Disney, which was still a studio more famous for family friendly output that only went as far as a PG-rating and still a long way away from buying up Pixar, Marvel, Lucasfilm and 20th Century Fox, were aghast at the whole idea of a mother falling for her son, unknowingly due to time travel, and thought the movie was too raunchy for their standards.
It’s that dichotomy that makes the first Back to the Future such an endlessly fascinating piece of work. It’s light and fun, and of course Universal Pictures and Amblin Entertainment, with Spielberg producing as a result, was the perfect home in the end, but the line that Back to the Future plays with between either being distasteful with its comedy, or being too family friendly, is a delicate one that has probably allowed it to flourish and remain popular over the course of thirty five years.

It’s not a film without problems that make it look naïve or insensitive in recent years; the film is one that pines for nostalgia for the 1950s, and while in the present day of the film (1985) Hill Valley has Goldie Wilson as Mayor, an African American man, the seeds of the idea to run for office are sowed by Marty, a white man, and most infamously of all it’s implied that by Marty singing Johnny Be Goode before it’s ever released, he is introducing it to Chuck Berry in an act of retroactive cultural appropriation.
Of course, it’s meant to add to the film’s sense of fun in exploring time travel, but the film has rightly been called out for these moments over the years. As problematic as they are, they don’t take away from the strange magic that makes everything else around it work.
Fox and Lloyd, for all the talk of their age difference and questions over how these two could ever become friends (the film never makes it clear that it’s because of the time travel but that could be it, possibly), share considerably fun chemistry and the trilogy works so well because of their scenes and comedic double act that works on wit and fun as opposed to anything too slapstick laden.

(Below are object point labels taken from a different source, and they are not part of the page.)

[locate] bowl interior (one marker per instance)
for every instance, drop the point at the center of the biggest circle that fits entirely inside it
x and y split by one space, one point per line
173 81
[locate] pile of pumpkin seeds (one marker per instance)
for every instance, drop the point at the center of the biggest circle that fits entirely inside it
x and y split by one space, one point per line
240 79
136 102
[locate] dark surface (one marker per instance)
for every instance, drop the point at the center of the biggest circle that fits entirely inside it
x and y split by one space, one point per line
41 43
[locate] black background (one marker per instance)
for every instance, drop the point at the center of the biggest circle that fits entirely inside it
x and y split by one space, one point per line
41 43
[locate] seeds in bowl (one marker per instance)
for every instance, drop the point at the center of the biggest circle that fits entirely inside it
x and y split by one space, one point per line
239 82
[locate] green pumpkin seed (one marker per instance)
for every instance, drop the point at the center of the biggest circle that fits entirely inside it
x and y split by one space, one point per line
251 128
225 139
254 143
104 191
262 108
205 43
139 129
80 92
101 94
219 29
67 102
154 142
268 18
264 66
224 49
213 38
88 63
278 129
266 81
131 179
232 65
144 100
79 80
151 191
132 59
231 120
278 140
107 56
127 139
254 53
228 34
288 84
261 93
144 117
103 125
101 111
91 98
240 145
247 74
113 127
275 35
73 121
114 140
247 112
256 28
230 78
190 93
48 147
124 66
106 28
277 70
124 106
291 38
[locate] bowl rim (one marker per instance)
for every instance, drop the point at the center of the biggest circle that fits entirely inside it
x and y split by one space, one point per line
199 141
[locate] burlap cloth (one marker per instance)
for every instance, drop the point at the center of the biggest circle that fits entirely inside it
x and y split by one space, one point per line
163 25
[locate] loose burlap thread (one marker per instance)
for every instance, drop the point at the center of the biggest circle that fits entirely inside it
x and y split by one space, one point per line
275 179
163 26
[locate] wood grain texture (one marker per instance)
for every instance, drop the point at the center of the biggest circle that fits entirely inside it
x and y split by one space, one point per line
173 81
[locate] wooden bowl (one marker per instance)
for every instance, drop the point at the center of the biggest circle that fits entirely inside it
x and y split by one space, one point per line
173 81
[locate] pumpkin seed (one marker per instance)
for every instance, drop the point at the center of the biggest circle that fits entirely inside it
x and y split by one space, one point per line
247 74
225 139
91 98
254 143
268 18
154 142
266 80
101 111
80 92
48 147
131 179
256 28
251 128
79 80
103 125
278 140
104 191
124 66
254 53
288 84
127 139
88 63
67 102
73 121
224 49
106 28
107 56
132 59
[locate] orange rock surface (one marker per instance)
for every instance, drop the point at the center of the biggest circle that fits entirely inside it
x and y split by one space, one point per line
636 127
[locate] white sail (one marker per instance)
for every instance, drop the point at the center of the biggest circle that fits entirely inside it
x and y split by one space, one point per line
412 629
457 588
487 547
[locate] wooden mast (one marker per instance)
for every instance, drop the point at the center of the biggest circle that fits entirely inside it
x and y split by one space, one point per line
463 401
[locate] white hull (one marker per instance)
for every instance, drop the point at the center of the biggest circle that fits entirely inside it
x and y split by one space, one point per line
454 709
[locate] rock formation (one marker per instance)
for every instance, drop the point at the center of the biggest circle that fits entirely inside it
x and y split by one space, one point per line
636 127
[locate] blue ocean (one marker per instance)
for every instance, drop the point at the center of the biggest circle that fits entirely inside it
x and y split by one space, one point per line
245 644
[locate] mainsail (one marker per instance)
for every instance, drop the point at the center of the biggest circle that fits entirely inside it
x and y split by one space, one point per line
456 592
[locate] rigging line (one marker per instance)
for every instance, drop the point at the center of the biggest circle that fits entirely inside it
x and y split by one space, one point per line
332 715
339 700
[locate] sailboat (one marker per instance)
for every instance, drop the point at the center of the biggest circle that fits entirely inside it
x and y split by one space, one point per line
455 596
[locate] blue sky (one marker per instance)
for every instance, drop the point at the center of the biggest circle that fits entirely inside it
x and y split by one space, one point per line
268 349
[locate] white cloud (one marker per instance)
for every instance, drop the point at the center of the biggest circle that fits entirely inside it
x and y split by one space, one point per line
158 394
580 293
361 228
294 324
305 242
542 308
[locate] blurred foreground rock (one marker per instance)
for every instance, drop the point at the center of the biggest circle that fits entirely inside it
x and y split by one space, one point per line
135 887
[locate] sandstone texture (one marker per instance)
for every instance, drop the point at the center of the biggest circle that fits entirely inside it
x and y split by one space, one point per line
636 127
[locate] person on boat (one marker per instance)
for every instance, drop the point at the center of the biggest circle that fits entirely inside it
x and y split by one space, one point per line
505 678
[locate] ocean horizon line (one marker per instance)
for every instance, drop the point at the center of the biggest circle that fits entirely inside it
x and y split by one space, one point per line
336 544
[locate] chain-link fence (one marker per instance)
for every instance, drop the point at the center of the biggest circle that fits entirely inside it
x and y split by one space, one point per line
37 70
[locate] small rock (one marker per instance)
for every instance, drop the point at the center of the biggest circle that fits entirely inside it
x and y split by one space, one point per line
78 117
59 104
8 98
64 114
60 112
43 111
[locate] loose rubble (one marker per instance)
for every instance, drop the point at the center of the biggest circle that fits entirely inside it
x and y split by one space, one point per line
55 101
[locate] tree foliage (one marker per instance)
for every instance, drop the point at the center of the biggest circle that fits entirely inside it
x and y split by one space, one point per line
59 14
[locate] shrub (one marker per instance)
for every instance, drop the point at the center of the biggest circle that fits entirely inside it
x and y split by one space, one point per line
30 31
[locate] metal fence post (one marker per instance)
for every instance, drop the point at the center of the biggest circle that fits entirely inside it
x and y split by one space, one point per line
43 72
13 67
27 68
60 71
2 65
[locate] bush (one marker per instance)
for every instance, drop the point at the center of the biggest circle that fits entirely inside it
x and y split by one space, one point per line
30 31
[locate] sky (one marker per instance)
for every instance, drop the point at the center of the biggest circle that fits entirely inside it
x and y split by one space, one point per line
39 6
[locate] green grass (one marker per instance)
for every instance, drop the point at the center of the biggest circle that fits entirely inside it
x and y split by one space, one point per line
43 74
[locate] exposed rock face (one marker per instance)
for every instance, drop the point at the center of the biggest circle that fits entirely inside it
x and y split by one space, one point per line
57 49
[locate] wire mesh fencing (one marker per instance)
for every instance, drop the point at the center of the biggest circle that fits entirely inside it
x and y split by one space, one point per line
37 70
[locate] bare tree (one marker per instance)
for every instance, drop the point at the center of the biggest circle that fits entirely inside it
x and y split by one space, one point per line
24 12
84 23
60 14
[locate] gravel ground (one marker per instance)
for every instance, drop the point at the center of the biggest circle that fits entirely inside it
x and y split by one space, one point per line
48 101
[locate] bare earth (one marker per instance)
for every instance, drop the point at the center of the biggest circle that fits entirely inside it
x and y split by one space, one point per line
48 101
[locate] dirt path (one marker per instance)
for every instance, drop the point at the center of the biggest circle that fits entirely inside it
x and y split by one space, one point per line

Fox famously was a last-minute replacement for Eric Stoltz who had already shot scenes for the film but whose performance wasn’t seen as working in the manner that the film called for. Mulaney may call out Marty McFly for not being as cool as Ferris Bueller, but he has a similar level of cockiness, although where Bueller can be a little insufferable the older you get, Fox keeps Marty the right side of genuinely lovable and confident.
As for Lloyd, there was nobody else who could occupy that level of eccentric, crazy brilliance in the manner that he could. Famously turning evil for Zemeckis three years later with Who Framed Roger Rabbit, Lloyd was incredibly versatile, and here with his utterances of ‘Great Scott’ and exasperation at the film’s events, he once again tows the line between being over the top, genuinely sincere and lovable.
That’s what Back to the Future comes down to; it’s so damn lovable that we can poke fun at its problems, the things that can kind of make us think twice about it in a way that we never done before, but it still stands up as an entertaining slice of blockbuster entertainment from the Amblin factory.
Zemeckis himself was a perfect Amblin director. Like Joe Dante, he had an ability to marry imaginative direction and storytelling to wonderfully witty scripts, and it’s really no surprise that the two of them were pretty much making large chunks of their output of the decade at Spielberg’s production company, crafting somewhat subversive work within the confines of films aimed at family audiences.
Opinion might be mixed on the sequels, but the trilogy is frequently reshown on television, been constantly reissued on home entertainment formats, and even inspires memes.
The film itself was never meant to spawn a series or sequels. The final scene was in itself a joke, but when the box office receipts came in, a sequel was greenlit, that soon became two and with it a follow up that would play with the form of the sequel itself.
Back to the Future is available to stream on Netflix in the U.S and on Amazon Prime Video in the U.K.